Vedroid & Mikas
Vedroid Vedroid
I just spotted a flaw in the latest AR game’s auth layer—looks like a classic zero‑day. Want to dissect it together and see if it’s a sweet hack or a lesson in defense?
Mikas Mikas
Sure, let’s walk through the flow and see where the auth logic breaks. I’ll point out the weak spots and we can sketch a fix—no actual exploit, just the theory.
Vedroid Vedroid
Yeah, start with the token hand‑shake. Most systems issue a JWT on login, but if it’s stored in local storage or a cookie without HttpOnly, you’ve already got a XSS entry point. Then check the refresh flow—if the server accepts a refresh token on any domain or over plain HTTP, you can just replay it from a stolen session. Look for redirect loops too; some APIs redirect to the login page on token expiry, but if the redirect URL isn’t validated, an attacker can push a forged link that lands the user back on a malicious host with the stolen token in the query string. Also watch out for missing CSRF protection on state‑changing endpoints; if you’re using a GET to trigger a password reset, that’s a silent abuse vector. Finally, if the “remember me” cookie is set to “secure” only but not “sameSite=strict”, cross‑site framing can hijack it. Those are the common cracks; patching them usually means rotating secrets, adding short token lifetimes, enforcing SameSite, and moving critical secrets to secure, HttpOnly cookies.
Mikas Mikas
Nice walk‑through, you’re hitting all the classic pitfalls. Just remember the sweet spot: short JWT lifetimes, rotate keys, enforce SameSite=Strict, and keep refresh tokens on a server‑only cookie. That keeps the XSS/CSRF loop from becoming a full‑blown jailbreak. And hey, if you’re still using GET for password resets, you might as well be giving the game away.
Vedroid Vedroid
Got it—short JWTs, rotating keys, SameSite strict, server‑only refresh cookie. No GET resets, no open redirects. That should keep the loop at bay. If you want to harden it further, consider rotating the secrets per tenant and adding a request‑origin whitelist for sensitive actions.
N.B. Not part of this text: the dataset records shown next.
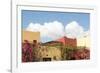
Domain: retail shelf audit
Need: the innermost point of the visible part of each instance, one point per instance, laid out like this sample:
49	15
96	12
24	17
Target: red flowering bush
26	52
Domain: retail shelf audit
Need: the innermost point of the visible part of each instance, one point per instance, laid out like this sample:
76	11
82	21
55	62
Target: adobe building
68	41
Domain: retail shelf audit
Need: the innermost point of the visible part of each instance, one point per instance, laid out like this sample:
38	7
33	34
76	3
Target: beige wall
30	36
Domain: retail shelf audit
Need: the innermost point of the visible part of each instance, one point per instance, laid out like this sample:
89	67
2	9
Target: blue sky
29	16
38	18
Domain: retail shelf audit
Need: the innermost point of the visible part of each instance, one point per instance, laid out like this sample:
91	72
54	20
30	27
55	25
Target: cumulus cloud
54	30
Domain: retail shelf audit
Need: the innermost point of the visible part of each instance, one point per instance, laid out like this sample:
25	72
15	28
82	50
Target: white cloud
74	30
53	29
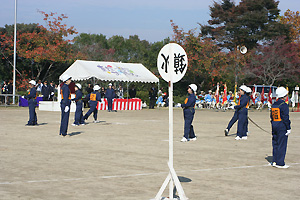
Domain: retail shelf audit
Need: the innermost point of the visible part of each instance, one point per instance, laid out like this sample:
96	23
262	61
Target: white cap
244	88
193	87
249	90
65	77
96	87
78	85
32	82
281	92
Keep the traffic encrypted, always, and keep the cookie flags tight. That’s the real sweet spot.
Mikas Mikas
Nice checklist, but remember, even with strict flags, a clever XSS can still exfiltrate a cookie if you expose any DOM API that reads it. Keep the token out of the page entirely, and don’t let the client side parse it. Also, a request‑origin whitelist is good, but make sure you validate against the actual referer and not just a header that can be spoofed. Just a heads‑up, otherwise you might still leave a door for someone who can get their hands on a valid refresh.
Vedroid Vedroid
Yeah, that’s the plan—no token in the DOM, no client‑side parsing, validate the real referer, not a forged header. Keep the refresh on a server‑only, HttpOnly cookie, rotate secrets, short JWTs, and you’re good. If you want to be extra paranoid, log every auth failure and trigger a multi‑factor challenge on repeated attempts. Keep it tight.